Why Farming Is The Future For Our Kids

The future of food security will be a challenge our children need to solve. Image licenced via Pexels.


Over the last couple of decades, the jobs market has changed beyond all recognition. Not only have jobs at one company for life and dreams of the corner office mutated into hopping from tech start-up to start-up and digital nomadism, but the types of jobs have changed too. Our grandparents could not have dreamed of vacancies for social media managers and UX designers filling up the want ads and business going global. And so what will become of our children and their vocations? With the rise of Artificial Intelligence and the Internet of Things, it’s a safe bet to assume some of the jobs we recognise now will be all but obsolete when they are old enough to enter the workplace. One sector where significant challenges will need to be met is funnily enough one of the oldest – agriculture.

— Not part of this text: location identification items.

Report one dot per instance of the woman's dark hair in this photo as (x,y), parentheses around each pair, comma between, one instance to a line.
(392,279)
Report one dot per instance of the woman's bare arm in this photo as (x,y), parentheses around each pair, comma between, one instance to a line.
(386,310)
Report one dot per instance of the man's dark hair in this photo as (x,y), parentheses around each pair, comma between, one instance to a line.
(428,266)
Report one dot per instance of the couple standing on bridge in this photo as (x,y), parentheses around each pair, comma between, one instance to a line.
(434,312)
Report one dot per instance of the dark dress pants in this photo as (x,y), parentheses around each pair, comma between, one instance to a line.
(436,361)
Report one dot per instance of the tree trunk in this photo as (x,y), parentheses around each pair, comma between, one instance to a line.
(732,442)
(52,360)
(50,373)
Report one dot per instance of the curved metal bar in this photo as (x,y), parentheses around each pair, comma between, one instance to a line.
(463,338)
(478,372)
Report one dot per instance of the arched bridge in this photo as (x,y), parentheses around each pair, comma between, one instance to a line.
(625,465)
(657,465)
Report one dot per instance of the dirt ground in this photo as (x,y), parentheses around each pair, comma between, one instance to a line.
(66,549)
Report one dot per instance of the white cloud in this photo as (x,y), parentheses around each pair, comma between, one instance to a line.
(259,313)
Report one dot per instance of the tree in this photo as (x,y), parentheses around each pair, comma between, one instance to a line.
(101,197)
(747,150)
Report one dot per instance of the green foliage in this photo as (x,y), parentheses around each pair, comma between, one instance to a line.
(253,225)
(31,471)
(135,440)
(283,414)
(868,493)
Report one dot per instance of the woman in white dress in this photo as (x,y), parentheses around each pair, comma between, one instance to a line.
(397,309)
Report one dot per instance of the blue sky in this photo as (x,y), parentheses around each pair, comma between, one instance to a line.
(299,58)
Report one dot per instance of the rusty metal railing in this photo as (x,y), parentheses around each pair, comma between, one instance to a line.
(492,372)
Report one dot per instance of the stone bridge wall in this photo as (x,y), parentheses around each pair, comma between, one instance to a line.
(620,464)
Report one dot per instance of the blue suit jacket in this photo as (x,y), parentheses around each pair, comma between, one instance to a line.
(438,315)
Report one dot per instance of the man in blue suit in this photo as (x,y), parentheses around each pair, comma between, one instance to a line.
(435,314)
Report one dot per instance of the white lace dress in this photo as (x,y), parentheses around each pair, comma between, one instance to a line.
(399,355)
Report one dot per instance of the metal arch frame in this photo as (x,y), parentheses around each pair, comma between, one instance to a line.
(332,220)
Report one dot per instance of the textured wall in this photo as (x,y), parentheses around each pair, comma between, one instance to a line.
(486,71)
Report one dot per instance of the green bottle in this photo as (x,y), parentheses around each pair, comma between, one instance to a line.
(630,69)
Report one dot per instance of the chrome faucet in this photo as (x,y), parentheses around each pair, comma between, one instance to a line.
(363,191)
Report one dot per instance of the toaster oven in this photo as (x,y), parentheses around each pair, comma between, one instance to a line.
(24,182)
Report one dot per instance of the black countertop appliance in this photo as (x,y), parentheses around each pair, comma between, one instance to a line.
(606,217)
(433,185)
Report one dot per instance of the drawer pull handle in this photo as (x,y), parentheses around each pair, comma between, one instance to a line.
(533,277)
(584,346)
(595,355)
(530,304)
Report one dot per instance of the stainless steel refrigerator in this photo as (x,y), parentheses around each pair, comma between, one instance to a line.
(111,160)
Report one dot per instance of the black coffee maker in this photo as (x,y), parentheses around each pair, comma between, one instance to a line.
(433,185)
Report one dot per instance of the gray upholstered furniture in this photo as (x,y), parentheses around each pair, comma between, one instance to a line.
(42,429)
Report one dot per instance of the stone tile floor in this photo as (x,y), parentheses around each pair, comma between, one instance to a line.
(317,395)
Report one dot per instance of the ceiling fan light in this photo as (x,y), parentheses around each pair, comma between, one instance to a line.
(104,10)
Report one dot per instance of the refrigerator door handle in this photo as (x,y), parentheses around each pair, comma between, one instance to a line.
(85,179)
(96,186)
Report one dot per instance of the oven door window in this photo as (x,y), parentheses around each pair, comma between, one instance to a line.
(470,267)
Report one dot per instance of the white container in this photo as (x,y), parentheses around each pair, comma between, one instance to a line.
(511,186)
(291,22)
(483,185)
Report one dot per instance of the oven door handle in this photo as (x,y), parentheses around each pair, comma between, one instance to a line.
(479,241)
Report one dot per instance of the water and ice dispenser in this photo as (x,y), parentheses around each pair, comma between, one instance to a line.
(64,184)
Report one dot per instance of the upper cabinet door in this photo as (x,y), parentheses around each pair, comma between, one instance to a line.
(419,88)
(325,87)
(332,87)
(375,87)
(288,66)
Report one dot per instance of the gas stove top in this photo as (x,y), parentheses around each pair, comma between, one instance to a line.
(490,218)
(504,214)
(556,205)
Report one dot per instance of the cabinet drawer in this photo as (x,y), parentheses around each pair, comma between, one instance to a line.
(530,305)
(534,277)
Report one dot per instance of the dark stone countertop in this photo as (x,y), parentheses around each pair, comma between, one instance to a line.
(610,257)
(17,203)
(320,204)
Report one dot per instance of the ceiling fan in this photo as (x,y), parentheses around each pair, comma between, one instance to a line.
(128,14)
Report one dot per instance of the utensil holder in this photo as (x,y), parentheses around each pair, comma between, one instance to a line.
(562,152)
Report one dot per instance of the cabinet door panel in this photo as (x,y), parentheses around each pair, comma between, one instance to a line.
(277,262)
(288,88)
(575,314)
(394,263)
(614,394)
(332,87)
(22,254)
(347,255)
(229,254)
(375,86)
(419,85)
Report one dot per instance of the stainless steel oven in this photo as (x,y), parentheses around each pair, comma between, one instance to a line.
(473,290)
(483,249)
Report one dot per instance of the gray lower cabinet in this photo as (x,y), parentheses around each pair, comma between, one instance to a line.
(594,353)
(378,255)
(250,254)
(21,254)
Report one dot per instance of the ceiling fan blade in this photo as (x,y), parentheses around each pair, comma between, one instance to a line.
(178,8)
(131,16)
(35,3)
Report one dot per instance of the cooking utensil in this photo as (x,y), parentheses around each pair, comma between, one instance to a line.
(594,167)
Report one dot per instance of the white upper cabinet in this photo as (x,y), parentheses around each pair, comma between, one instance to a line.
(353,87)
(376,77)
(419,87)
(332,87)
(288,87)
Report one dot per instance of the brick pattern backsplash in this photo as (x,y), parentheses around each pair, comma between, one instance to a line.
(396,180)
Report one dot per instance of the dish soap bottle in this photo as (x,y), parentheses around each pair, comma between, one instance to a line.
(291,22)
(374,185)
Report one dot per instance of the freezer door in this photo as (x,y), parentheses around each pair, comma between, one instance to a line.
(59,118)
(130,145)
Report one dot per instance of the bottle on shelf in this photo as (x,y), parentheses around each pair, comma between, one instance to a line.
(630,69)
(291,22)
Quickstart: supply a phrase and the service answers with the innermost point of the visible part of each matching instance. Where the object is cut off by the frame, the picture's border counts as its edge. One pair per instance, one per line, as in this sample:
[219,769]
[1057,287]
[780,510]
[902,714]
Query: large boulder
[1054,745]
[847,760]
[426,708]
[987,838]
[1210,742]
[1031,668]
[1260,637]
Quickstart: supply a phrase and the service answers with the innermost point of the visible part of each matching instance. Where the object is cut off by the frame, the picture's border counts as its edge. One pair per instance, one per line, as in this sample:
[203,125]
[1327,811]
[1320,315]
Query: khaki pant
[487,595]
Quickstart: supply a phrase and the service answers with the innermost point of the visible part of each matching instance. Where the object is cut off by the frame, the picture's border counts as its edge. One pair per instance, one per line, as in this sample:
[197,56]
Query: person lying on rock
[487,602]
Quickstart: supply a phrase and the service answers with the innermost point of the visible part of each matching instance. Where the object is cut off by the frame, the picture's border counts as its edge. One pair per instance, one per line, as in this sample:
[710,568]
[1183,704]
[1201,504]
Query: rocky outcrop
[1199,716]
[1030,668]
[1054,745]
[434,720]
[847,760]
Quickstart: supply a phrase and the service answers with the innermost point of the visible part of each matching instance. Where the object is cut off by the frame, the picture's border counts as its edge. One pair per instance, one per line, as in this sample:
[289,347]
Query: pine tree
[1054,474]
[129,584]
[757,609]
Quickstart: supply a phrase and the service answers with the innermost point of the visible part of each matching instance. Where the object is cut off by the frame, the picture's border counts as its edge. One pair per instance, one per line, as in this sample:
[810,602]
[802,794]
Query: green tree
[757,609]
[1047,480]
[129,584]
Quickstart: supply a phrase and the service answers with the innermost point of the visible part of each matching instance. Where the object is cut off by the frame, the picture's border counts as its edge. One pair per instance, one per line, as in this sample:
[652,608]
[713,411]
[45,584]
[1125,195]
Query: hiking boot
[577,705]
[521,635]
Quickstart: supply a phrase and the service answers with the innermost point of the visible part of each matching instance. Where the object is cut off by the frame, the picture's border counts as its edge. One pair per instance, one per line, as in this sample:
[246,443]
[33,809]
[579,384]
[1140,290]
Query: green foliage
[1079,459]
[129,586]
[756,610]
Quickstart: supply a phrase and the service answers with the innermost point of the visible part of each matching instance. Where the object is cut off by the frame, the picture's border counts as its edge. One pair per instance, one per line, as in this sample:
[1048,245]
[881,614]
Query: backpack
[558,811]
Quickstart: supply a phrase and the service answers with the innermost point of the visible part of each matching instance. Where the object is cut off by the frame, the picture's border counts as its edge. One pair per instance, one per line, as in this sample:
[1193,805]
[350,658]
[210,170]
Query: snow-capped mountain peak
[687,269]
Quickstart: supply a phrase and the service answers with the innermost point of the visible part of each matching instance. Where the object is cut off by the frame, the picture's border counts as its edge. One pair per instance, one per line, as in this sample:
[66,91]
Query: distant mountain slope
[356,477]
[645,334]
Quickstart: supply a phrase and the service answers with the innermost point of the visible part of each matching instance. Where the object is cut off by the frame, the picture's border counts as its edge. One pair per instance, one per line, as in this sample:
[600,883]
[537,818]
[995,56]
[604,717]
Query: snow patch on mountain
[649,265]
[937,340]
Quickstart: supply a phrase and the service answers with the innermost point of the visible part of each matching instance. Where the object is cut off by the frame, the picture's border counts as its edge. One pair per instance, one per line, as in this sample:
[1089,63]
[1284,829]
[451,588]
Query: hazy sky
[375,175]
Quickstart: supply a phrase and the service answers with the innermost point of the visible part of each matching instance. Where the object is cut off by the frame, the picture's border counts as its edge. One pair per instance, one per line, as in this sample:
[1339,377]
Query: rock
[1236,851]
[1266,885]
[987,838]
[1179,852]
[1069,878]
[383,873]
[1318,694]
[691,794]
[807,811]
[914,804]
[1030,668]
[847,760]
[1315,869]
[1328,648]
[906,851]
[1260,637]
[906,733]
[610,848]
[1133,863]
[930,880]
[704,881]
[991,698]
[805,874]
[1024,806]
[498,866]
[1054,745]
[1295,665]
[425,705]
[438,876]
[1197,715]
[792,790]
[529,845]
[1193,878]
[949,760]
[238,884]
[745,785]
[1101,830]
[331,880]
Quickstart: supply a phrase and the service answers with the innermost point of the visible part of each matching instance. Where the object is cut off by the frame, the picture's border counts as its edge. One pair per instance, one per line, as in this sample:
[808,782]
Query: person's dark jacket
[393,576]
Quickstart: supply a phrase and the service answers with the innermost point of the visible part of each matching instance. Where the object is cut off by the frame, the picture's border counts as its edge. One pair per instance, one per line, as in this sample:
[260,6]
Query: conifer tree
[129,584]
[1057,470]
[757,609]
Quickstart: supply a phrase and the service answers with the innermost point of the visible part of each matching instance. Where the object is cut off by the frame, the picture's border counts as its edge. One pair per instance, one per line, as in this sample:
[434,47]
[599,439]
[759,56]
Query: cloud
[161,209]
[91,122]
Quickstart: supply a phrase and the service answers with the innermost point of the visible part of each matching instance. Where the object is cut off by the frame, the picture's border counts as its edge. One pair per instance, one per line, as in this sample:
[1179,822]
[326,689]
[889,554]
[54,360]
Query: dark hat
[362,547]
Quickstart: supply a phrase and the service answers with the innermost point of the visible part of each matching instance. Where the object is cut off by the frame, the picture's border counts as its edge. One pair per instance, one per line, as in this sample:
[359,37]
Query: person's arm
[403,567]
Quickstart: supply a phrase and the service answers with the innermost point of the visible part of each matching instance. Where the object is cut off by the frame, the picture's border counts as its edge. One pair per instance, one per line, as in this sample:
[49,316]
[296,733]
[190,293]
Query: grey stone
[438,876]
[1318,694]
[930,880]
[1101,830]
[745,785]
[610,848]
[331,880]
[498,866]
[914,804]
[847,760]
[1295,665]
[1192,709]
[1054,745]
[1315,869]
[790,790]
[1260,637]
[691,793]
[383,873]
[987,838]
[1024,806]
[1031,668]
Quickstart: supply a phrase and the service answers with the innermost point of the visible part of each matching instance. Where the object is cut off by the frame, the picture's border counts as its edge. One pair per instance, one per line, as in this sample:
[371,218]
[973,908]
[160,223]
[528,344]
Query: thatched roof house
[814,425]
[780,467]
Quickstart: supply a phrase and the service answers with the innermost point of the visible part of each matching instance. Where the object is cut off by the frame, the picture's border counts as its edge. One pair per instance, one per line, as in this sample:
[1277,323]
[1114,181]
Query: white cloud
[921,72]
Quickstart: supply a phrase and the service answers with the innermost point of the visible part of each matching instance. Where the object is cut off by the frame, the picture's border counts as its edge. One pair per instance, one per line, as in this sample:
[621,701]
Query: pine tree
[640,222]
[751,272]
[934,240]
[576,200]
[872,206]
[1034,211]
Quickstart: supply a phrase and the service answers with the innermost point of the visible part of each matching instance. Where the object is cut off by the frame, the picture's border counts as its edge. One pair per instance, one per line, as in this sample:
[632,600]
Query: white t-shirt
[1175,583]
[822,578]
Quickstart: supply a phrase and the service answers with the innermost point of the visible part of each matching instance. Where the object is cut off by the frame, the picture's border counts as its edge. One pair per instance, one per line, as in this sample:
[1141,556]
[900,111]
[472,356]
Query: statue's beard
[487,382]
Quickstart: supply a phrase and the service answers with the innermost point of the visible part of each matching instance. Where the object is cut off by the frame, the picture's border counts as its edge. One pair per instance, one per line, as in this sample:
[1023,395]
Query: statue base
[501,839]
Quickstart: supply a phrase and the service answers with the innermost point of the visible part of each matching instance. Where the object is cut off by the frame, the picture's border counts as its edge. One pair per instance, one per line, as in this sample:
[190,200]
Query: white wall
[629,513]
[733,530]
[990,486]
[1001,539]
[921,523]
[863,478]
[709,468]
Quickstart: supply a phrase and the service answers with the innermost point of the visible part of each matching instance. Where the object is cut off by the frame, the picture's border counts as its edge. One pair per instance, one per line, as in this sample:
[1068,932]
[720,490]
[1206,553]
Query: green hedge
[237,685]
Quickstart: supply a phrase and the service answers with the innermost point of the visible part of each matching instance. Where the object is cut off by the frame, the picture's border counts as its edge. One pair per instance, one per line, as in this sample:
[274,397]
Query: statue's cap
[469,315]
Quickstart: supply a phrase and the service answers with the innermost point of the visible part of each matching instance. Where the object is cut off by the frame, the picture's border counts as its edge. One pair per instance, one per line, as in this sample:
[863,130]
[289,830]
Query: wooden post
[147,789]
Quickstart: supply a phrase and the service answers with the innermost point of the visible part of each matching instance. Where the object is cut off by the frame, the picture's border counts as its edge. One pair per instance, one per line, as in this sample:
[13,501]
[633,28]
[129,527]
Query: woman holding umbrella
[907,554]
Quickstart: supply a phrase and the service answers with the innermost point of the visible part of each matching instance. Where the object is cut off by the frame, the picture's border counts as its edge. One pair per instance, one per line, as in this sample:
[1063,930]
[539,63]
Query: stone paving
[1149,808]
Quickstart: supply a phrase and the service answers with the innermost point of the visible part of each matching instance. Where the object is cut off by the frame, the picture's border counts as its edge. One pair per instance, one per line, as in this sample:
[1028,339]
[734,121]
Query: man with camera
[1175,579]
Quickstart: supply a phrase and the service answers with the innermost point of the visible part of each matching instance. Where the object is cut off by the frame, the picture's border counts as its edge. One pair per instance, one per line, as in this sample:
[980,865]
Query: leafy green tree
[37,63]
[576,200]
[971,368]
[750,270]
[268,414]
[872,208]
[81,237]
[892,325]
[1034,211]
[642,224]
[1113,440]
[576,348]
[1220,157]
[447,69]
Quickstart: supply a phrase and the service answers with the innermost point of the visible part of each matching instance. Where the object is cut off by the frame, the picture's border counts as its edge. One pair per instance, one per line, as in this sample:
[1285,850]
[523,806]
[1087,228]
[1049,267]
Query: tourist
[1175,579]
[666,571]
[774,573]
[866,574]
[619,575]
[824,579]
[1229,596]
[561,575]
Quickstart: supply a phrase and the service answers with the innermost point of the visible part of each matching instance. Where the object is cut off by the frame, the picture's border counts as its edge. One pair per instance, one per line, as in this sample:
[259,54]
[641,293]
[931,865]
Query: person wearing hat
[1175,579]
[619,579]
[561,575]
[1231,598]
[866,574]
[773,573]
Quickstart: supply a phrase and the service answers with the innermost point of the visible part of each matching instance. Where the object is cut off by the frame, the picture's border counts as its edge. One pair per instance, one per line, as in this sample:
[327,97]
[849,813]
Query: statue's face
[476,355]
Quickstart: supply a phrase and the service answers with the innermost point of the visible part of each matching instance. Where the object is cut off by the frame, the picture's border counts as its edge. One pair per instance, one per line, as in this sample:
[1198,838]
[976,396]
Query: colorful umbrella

Food security in a time of climate change and an expansive population will continue to be a growing problem- one that will require keen minds and innovative solutions to solve.


Learning to Smart Farm


Technology is being applied to the ancient art of agriculture to help solve some of these pressing problems, and one area that is especially important is applying some of the biggest tech advancements of recent time to the challenges of farming, with the aim of increasing both the nutritional quality and the volume of farming output. Over the last few years, ancient occupations such as agronomy (or ‘crop doctoring’) have changed beyond recognition thanks to the application of things such as GPS, soil testing, data management and advanced chemicals. Now, agriculturalist can precisely map out small variations of soil quality, water tables and other features within the sea field and take a strategy-led approach to farm the land. This also greatly increases the efficacy of pesticides and fertilising chemicals, which can be used more precisely and selectively to achieve better results.


Going Up, Growing Up


Similarly, a new concept called vertical farming has been revolutionising agricultural practice. To solve the problem of increasing urbanisation and the resulting pressures on arable land, farming has responded by rising up – literally. Instead of spreading out over hectares, vertical climate and light controlled cylinders are used for growing crops and vegetables. Using less water as well as less land mass the cylinders also create their own digitally-controlled microclimate, eliminating some of the traditional problems of extreme weather. The cylinders are also packed with a multitude of sensors and cameras to provide a constant stream of data which is used to optimise conditions and plant growth. A company called Plenty has pioneered this technology and has been backed by Amazon founder Jeff Bezos, who recently acquired upmarket supermarket chain Whole Foods. Other companies too, such as Sweden’s Plantagon are realising this concept of ‘agritecture’, weaving together technology, architecture and agriculture for a more joined-up approach to growing good which also limits the impact on the environment of preserving and transporting organic matter.


This vital work will literally ensure our children’s future as well as providing a host of jobs in this emerging sectors. So tell your children to get growing – their economic and physical future needs it.